だから、1本の抵抗器を取り付けるにしても、浮遊容量やリードインダクタンスのことを考慮して、影響が出ないような実装をするかしないかでアンプの音は違ってくることがある。アースの引き方によっても音が変化する。もちろん、ここで言う音の変化はほとんどわからない程度のこともあるし、明確に測定可能な違いとして現れることもある。同じ回路図を使ったアンプであっても、一方では安定感のある音がするのに、もう一方のアンプは音が出るどころかそれ以前に発振してしまった、という話はいくらでもある。さらに、発振したので安定度を確保するためにコンデンサを1個追加しました、なんていうことになってくるともう同じ音にはならない。

デバイスが音を決める 「真空管の音」というものはあるのだろうか。

一応、ここでは「ある」ということにしておく。では、何故そのように言えるのか。確実に言えることは、真空管回路と半導体回路とでは回路を支配するインピーダンスが大きく異なる。真空管回路の方が、回路インピーダンスがずっと高い。ということは、真空管の方が浮遊容量の影響を受けやすいということだ。逆に、半導体回路はリード・インダクタンスの影響を受けやすい。

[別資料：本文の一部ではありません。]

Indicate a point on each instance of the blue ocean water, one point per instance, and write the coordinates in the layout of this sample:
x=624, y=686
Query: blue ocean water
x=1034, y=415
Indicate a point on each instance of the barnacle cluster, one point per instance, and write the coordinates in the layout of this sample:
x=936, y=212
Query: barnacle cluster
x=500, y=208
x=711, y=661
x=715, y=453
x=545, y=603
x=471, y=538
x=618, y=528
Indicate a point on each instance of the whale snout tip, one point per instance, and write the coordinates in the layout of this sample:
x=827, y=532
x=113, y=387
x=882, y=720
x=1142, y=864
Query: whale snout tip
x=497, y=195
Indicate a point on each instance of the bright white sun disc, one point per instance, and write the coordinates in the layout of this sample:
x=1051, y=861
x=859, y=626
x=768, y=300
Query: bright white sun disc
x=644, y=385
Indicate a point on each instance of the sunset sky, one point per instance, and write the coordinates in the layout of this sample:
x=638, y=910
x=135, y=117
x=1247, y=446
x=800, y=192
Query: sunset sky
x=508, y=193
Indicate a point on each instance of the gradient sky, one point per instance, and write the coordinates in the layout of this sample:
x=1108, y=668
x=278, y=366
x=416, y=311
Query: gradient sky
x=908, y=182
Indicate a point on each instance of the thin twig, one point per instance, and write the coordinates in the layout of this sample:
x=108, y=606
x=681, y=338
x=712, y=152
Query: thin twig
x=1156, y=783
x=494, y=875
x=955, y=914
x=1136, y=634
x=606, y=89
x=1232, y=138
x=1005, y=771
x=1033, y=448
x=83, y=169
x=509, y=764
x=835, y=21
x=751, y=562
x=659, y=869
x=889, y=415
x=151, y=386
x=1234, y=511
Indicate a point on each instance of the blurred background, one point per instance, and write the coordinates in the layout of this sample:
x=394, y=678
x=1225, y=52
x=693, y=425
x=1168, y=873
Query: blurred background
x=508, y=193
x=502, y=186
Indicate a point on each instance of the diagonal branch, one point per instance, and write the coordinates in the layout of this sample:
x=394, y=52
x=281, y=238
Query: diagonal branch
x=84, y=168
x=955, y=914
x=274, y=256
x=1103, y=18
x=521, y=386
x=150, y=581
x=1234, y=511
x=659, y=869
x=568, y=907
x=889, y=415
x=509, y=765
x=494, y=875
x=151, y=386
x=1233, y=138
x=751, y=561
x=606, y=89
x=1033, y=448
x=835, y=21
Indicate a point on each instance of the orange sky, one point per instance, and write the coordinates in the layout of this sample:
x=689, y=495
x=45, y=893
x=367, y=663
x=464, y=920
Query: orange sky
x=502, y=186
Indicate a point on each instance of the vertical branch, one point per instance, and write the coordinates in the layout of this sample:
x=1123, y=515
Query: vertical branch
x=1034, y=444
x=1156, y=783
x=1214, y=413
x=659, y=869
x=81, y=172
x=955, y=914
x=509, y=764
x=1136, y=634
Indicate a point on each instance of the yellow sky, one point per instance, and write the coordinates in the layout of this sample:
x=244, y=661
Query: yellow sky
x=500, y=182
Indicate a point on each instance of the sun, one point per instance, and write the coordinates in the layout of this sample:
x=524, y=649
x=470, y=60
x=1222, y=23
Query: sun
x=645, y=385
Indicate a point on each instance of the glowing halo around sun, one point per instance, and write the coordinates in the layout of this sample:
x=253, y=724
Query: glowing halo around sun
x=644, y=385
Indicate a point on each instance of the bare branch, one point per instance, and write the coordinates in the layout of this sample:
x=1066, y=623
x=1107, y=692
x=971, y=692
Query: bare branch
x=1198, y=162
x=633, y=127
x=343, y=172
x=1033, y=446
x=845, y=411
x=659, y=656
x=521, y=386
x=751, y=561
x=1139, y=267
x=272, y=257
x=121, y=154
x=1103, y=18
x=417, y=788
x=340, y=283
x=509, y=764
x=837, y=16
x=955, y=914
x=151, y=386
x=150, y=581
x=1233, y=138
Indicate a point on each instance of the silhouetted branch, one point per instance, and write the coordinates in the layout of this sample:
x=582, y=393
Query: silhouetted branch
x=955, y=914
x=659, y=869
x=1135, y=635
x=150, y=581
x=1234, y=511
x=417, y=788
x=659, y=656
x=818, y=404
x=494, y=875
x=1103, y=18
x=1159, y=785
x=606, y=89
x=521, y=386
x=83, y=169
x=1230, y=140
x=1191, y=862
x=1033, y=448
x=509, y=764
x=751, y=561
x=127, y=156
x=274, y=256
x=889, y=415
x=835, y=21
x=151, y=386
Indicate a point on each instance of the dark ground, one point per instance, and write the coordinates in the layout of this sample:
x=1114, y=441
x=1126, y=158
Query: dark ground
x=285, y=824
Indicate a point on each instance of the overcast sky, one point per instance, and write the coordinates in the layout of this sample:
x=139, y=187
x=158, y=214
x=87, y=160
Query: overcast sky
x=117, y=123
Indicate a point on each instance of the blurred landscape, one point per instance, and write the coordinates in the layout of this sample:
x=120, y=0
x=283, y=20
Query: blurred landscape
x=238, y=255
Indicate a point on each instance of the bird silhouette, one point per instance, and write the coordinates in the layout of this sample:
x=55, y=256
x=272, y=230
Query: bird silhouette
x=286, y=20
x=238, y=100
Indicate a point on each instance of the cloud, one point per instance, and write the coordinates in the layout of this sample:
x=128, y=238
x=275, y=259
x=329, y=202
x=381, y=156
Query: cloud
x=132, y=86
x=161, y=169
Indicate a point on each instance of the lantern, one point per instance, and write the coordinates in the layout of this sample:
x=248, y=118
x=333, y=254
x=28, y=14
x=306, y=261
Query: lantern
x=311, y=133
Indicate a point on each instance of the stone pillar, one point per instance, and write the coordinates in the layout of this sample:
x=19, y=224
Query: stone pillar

いまだに理由は解明されていないが、真空管の種類によって音が異なるということはよく知られている。パワーアンプで良く使われる球にEL34とか6L6GCとかKT88という球があるが、これらはいずれも特徴的な音の傾向を持っている。その音の傾向は、回路方式を変えても失われることがないという点が面白い。誰がどんな回路で製作しても、6L6族の音は6L6族の音であって、EL34の音にはならないという厳然とした壁がある。

6L6は、戦前に開発され、もっぱら米軍で使われた球であり、戦後もジュークボックスやギターアンプに多用された球である。堅牢で信頼性が高く、電力効率が高く、比較的大きなパワーが得られる。私なりのコメントをするならば、6L6は見かけによらず繊細な音がする。そのせいか、オーディオアンプには滅多に使われなかった。EL34は6L6とほぼ同等の規模のパワー管で、欧州で開発された球であり、生い立ちが違う。そして、出てくる音は6L6よりも芯があり、バランスが良い。そのためか実に多くの著名アンプで使われた。しかし、そのEL34もEL34であるとわかる特有の音の傾向がある。

実は、トランジスタ等のディスクリート半導体素子にも固有の音というのが存在する。乱暴な言い方をすれば、音の良いトランジスタというのは存在するのである。1970年代であれば日立が開発した2SC458LGCがその代表であり、その末裔の2SC1775は今でも人気が高い。集積回路であるOPアンプにもそれぞれに固有の音がある。

しかし、デバイスの違いによる音の違いは厳然として存在するものの、回路技術や実装技術なしに、音のセンスなしにいくら音が良いと言われるデバイスを投入しても駄目である。

そこで再度、真空管の音はいいかわるいか 誤解を恐れずに申し上げるとすれば、『真空管は音が良い』を言い切っていいであろう。

真空管が優れている点のひとつは、特別に工夫がなされていない簡単で基本的な回路であっても、聞いて心地よい音を出してくれることである。これはもう半導体にはとうていできない芸だといっていい。2万円程度の廉価な真空管アンプキットであっても、それなりに満足度のあるアンプに仕上がってしまうのである。

一般論であるが、真空管アンプの音には芯がある。中低域のエネルギー感が損なわれにくく、存在感のある音がする。長く聞いていて疲れにくいというか、耳障りな音があまりしない。アンプによっては、太く、厚みのある音が得られる。

しかし、欠点もある。超低域から超高域に至る広い帯域感は得られにくい・・・悪くするとナローな感じになる。ともすると音がダンゴになる。クールさや透明感において半導体アンプに劣る。

私がよく真空管を使うのは、上記のうち特に、『芯がある』、『中低域のエネルギー感』、『全体としての存在感』が得られやすいからである。そこに、『広い帯域感』や『分離の良さ』や『定位の良さ』が得られるような工夫を加えることで、実用的なアンプに仕上げるようにしている。同じことを半導体アンプやOPアンプで実現するのは難しい。

もっとも、真空管というデバイスを使って『広い帯域感』や『分離の良さ』や『定位の良さ』を得ようというエンジニアはあまりお目にかからない。